El campo como epicentro del problema
La raíz del despilfarro no está en los hogares ni en los lineales, sino en la cadena de suministro primaria. Productores de Lleida, Almería, Murcia y Sevilla generan sobrantes que no entran en contratos con grandes distribuidores. TalKual los recupera directamente, evitando intermediarios innecesarios.
¿Qué empresas están liderando la recuperación en origen?
Comerso, con sede en Francia y operativa en España desde 2021, gestiona los invendus de marcas como Danone o Carrefour. Su modelo se basa en la logística inversa: retira productos no vendidos de almacenes y los redirige a bancos de alimentos, comedores sociales o procesadores de piensos.
TalKual, fundada en Bellpuig (Lleida), opera desde el campo. Compra sobrantes agrícolas y los vende en cajas personalizables vía e-commerce. En 2025 facturó cinco millones de euros, con 42 empleados y expansión a 12 provincias.
Nuevos formatos de distribución
Supermercados como Sqrups y PrimaPrix no venden ‘fruta fea’, sino productos con fecha de consumo preferente cercana, reduciendo el stock rotativo.
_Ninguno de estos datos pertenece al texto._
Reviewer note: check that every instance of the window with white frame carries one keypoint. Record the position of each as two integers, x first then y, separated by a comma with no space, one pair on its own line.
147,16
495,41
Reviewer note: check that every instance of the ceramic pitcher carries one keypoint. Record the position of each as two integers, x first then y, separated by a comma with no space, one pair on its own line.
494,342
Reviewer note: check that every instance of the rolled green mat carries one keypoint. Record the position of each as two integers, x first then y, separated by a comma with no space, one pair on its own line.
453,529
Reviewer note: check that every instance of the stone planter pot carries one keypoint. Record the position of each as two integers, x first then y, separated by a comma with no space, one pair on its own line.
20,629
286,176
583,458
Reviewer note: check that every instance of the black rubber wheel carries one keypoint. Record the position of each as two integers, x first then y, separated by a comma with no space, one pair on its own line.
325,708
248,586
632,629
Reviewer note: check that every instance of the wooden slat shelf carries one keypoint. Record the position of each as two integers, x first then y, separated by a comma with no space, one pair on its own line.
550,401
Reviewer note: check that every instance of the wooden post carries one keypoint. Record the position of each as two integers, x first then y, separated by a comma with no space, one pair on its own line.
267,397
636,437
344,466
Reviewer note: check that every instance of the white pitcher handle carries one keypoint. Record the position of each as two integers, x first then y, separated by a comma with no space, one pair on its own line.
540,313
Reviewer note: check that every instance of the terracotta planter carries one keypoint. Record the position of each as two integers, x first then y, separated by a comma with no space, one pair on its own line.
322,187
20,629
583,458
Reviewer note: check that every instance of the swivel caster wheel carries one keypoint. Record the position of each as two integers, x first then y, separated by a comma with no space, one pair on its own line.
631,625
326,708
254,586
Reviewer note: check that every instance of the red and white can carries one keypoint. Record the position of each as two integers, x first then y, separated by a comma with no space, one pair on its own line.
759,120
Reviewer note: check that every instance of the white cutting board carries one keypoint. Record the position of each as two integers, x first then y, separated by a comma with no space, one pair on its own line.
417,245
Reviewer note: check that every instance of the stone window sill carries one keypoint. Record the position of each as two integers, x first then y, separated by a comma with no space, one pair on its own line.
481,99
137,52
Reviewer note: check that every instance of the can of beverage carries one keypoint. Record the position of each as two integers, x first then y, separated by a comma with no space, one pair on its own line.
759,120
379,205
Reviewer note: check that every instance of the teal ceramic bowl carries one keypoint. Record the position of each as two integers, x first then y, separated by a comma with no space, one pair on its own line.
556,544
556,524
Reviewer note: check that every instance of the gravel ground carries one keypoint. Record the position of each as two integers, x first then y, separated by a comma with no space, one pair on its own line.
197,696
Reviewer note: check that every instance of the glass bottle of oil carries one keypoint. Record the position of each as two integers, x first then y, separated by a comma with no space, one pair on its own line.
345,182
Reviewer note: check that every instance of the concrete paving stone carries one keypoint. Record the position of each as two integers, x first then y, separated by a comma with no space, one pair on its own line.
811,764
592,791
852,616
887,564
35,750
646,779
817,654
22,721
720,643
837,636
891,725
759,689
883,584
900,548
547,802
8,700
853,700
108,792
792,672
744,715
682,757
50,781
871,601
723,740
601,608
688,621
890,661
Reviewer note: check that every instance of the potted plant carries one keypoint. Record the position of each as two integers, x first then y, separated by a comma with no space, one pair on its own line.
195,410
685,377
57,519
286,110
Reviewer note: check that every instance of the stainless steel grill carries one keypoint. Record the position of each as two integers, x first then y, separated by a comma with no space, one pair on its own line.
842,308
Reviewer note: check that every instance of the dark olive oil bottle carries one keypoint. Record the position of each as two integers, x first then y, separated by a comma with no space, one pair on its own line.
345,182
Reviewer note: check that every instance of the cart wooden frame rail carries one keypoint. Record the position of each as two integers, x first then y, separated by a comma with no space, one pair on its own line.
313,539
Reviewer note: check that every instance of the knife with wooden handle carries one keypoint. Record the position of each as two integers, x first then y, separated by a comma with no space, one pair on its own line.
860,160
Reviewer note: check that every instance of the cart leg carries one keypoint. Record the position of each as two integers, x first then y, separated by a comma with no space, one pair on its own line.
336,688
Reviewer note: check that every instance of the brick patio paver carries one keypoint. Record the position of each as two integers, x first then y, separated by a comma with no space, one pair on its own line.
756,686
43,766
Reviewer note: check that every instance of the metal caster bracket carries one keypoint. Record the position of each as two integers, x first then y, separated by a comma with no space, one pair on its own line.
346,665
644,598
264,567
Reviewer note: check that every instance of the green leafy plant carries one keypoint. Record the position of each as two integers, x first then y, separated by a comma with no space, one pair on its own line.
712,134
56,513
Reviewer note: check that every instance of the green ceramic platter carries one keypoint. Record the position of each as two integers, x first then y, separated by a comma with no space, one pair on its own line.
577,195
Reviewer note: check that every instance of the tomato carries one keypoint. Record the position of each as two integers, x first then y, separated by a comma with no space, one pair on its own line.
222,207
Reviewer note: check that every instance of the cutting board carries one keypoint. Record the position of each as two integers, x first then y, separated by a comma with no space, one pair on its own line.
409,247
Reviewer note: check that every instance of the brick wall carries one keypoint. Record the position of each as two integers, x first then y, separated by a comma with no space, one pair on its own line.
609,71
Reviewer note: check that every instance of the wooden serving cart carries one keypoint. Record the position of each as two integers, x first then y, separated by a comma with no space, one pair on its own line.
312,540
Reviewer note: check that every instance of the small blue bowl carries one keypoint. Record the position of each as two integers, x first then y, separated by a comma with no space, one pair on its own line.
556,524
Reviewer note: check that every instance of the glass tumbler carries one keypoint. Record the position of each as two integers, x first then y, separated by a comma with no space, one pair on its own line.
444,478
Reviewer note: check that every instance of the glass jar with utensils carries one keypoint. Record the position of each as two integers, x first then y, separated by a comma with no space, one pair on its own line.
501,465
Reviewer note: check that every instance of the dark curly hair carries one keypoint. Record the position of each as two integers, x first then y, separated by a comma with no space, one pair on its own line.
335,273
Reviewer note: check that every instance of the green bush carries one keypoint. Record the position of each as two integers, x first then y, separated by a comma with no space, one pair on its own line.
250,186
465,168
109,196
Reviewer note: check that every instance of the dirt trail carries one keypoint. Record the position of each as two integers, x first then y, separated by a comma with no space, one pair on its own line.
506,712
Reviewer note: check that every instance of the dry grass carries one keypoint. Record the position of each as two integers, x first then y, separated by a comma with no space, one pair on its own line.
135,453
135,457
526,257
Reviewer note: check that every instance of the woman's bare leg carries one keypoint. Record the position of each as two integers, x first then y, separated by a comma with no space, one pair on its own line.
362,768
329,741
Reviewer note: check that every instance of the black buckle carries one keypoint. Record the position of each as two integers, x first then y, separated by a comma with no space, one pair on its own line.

Su modelo complementa —pero no sustituye— la recuperación en origen.
¿Cuál es el marco legal que impulsa estos negocios?
La Ley 12/2023 contra el desperdicio alimentario, en vigor desde enero de 2024, obliga a grandes empresas a tener planes de prevención y a donar excedentes comestibles. También prohíbe la destrucción sistemática de alimentos aptos para el consumo.
Además, la Directiva Europea 2023/2670 exige que los Estados miembros establezcan incentivos fiscales para empresas que redirijan alimentos no vendidos. En España, esto ya se traduce en deducciones del 15 % en el Impuesto sobre Sociedades para donaciones alimentarias.
El rol de las cooperativas agrarias
Muchas cooperativas de Lleida y Murcia han firmado acuerdos con TalKual para gestionar sus sobrantes sin afectar sus contratos con la gran distribución. Esto permite mantener precios estables para los productores y evitar pérdidas directas.
¿Qué impacto económico y ambiental generan estas soluciones?
Recuperar frutas y verduras descartadas no solo evita pérdidas: genera empleo local, reduce emisiones de CO₂ asociadas al cultivo y al transporte de productos que nunca se consumen, y fortalece la soberanía alimentaria.
Datos Clave:
- El 27 % de las frutas y verduras españolas se descarta por motivos estéticos, no sanitarios.
- TalKual evitó en 2025 el desperdicio de más de 1.200 toneladas de productos frescos.
- Comerso redirigió el 89 % de los invendus que gestionó a usos alimentarios o sociales.
- Cada tonelada de fruta recuperada evita la emisión de 1,8 toneladas de CO₂ equivalente.
- Las empresas que aplican modelos de recuperación en origen registran un crecimiento medio del 22 % anual desde 2022.
Tridimensionalmente, estos modelos no son solo ecológicos: son económicamente viables, legalmente respaldados y socialmente necesarios. La recuperación en origen rompe la lógica del ‘todo o nada’ de la industria y reinserta al productor como actor central de la sostenibilidad alimentaria. No se trata de vender ‘lo que sobra’, sino de redefinir lo que es valioso.